Chris Roadcap, manager of technical services at High Field & Open MRI, an outpatient clinic in Louisville, Ky, said that Patient Comfort’s new MRI pads have a number of advantages over conventional pads. “They are more durable and easier to keep clean,” Roadcap said. “I often scan my wife, and she tells me the new pads are far superior and more comfortable to the older pads.”

According to Patient Comfort Systems’ founder, Peter Rothschild, MD, “For most MRI facilities, the significant rate of interrupted or aborted scans is a problem for workflow.” According to a study presented at an RSNA Annual meeting, “repeat sequences decreased by 56 percent and patient callbacks dropped by 50 percent when patients were scanned using new Patient Comfort Systems’ pressure-management pads compared to MRI manufacturer’s traditional pads.”

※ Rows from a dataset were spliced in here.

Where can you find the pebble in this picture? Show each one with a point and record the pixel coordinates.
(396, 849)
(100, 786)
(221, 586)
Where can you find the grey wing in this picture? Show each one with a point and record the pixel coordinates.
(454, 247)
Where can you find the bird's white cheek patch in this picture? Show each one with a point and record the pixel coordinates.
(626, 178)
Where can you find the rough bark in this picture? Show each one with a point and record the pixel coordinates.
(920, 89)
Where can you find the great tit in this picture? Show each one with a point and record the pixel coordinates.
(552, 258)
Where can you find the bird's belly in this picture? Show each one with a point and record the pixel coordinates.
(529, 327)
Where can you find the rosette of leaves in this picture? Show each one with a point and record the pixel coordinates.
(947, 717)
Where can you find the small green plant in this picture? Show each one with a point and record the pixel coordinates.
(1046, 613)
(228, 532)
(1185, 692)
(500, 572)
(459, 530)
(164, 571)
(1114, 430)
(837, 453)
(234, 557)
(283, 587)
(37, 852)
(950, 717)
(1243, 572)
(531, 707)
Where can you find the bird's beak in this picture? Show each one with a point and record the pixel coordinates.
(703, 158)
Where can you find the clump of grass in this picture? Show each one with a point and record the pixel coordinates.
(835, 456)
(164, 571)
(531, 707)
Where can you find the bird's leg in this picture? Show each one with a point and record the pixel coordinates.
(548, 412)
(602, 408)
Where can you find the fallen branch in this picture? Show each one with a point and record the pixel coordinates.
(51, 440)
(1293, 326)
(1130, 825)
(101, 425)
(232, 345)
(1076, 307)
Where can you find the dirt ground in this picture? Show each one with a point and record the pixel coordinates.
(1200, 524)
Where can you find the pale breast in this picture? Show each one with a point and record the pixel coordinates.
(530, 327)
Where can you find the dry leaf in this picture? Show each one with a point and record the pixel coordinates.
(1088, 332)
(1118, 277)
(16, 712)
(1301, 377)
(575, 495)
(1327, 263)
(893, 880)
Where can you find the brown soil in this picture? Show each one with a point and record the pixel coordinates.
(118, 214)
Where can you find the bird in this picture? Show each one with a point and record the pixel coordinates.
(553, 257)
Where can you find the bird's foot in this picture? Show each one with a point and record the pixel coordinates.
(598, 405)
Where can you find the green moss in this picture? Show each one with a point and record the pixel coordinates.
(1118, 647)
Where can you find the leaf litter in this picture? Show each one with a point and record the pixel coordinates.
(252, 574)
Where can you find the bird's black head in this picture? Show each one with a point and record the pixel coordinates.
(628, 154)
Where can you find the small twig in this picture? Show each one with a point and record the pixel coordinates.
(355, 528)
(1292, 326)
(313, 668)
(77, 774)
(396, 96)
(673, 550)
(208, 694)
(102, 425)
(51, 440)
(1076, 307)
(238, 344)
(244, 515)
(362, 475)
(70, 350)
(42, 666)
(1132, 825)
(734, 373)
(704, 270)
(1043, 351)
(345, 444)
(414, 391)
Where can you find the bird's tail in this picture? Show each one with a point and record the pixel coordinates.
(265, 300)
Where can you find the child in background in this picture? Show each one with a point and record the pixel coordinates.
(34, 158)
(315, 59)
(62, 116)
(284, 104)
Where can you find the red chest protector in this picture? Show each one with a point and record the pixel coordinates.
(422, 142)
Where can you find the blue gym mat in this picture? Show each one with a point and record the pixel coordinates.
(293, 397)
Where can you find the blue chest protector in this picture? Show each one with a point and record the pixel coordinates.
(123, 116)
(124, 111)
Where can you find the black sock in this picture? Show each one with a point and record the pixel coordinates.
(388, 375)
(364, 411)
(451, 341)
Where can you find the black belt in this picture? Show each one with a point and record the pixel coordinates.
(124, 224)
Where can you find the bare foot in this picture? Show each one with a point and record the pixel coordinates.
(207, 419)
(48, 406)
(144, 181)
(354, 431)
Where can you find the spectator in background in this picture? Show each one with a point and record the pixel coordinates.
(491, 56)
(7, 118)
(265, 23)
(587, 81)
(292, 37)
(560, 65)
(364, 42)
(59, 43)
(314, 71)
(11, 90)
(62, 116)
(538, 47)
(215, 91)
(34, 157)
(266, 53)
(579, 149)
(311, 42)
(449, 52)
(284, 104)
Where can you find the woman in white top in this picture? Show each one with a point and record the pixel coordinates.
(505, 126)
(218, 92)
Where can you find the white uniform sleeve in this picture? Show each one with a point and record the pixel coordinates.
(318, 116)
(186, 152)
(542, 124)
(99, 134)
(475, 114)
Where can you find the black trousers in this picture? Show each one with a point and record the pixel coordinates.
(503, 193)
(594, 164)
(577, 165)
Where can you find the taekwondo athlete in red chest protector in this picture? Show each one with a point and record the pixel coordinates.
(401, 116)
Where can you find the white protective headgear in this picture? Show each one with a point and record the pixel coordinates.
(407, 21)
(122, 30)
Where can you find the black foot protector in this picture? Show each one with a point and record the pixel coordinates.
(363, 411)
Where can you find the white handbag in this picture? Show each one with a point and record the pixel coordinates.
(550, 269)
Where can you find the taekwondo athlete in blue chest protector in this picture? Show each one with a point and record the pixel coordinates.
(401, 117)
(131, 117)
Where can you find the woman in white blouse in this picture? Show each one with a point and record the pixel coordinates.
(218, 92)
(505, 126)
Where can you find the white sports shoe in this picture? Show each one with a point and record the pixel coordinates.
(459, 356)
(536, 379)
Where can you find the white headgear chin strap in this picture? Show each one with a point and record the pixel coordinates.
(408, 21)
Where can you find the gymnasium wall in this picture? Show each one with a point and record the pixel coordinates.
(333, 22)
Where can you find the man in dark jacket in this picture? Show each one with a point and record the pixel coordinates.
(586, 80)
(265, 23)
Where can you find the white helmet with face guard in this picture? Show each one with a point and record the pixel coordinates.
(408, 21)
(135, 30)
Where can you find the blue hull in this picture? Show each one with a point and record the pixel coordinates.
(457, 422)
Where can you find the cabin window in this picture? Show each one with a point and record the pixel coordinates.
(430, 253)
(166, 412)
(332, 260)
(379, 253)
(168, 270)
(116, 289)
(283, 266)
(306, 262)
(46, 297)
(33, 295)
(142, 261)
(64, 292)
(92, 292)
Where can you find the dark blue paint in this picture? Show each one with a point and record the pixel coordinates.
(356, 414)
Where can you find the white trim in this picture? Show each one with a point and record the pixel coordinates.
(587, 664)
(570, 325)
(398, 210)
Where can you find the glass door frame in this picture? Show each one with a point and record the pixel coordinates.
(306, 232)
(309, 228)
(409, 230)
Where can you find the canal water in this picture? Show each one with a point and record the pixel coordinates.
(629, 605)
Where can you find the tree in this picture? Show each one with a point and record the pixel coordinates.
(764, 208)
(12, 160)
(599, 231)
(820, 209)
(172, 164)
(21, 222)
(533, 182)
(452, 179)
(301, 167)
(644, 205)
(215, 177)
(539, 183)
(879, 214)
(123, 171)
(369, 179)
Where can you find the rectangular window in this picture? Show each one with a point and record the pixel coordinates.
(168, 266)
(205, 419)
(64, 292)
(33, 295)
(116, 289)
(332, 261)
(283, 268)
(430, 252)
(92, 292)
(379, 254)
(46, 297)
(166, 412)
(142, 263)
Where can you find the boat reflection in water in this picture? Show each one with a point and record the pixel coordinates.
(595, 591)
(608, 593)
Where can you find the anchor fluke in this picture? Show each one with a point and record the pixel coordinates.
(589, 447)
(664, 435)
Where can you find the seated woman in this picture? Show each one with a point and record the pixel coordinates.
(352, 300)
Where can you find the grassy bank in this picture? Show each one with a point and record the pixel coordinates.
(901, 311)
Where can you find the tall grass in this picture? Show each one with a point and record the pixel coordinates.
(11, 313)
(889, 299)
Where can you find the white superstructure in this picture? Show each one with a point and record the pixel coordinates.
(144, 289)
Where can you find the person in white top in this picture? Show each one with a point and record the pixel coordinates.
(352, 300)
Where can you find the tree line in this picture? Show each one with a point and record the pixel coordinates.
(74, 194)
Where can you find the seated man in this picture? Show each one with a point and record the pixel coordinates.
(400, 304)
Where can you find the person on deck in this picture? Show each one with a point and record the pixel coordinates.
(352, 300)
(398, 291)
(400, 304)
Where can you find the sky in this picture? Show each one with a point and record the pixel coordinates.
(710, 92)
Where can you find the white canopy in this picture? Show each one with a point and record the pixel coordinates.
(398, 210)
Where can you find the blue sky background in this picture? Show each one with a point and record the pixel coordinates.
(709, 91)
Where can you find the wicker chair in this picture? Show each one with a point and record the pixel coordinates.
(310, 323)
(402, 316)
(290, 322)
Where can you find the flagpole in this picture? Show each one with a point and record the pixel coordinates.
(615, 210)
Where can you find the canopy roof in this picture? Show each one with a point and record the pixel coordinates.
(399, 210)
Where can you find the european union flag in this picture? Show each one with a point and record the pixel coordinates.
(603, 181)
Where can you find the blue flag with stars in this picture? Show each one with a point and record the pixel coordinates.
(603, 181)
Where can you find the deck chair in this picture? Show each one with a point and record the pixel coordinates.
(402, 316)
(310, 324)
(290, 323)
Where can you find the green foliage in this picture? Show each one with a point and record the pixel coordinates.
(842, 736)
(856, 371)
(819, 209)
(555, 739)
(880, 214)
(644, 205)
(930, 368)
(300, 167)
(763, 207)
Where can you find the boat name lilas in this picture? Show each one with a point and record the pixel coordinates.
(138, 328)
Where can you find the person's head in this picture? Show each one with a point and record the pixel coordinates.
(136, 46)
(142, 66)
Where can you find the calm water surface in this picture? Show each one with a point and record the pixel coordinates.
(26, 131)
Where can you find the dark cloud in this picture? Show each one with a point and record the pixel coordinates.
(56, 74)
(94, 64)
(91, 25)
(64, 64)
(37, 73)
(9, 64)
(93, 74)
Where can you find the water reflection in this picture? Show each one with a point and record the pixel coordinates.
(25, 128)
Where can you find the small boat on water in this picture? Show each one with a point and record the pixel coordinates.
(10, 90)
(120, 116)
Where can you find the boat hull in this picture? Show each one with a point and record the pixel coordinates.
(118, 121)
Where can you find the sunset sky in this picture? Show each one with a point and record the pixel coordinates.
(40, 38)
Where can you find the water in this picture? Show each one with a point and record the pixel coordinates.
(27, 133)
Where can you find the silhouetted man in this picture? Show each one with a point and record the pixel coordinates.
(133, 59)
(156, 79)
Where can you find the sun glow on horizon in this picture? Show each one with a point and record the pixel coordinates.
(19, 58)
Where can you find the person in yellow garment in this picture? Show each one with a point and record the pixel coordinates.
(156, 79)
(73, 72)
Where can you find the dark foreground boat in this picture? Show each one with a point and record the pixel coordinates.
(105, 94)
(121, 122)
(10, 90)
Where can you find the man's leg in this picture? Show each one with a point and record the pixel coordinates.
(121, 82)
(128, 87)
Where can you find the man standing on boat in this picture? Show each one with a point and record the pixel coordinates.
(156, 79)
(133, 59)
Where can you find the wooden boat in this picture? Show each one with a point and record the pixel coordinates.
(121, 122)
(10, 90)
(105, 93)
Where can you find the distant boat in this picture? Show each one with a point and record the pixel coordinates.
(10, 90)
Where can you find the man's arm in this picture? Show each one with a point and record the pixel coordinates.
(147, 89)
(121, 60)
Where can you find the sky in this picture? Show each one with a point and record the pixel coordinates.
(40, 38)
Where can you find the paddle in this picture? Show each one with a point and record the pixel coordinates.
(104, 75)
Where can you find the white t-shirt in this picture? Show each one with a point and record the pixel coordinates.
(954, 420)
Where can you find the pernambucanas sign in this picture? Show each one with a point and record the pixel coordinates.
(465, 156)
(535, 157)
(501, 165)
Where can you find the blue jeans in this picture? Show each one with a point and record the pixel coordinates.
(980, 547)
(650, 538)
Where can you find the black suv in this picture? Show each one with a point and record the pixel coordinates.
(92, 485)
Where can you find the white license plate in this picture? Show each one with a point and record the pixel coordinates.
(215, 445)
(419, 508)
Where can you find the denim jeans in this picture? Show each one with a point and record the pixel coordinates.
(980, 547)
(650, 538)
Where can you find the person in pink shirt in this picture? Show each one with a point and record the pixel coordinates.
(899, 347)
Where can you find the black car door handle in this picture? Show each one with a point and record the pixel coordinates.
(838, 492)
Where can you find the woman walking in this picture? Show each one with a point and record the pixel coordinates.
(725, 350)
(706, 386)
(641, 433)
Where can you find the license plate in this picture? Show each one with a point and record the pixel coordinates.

The antimicrobial features are a significant added benefit. The occurrence of “community acquired” MRSA (methicillin-resistant Staphylococcus aureus) is increasing rapidly and has been shown by the Centers for Disease Control and prevention to be capable of spreading to otherwise healthy people simply through contact with contaminated pads. Patient Comfort Systems’ introduction of infection-resistant design with permanent antimicrobial agents addresses the growing threat of infections spread by contact. Indeed, as pure comfort benefits advance, so do health benefits as well.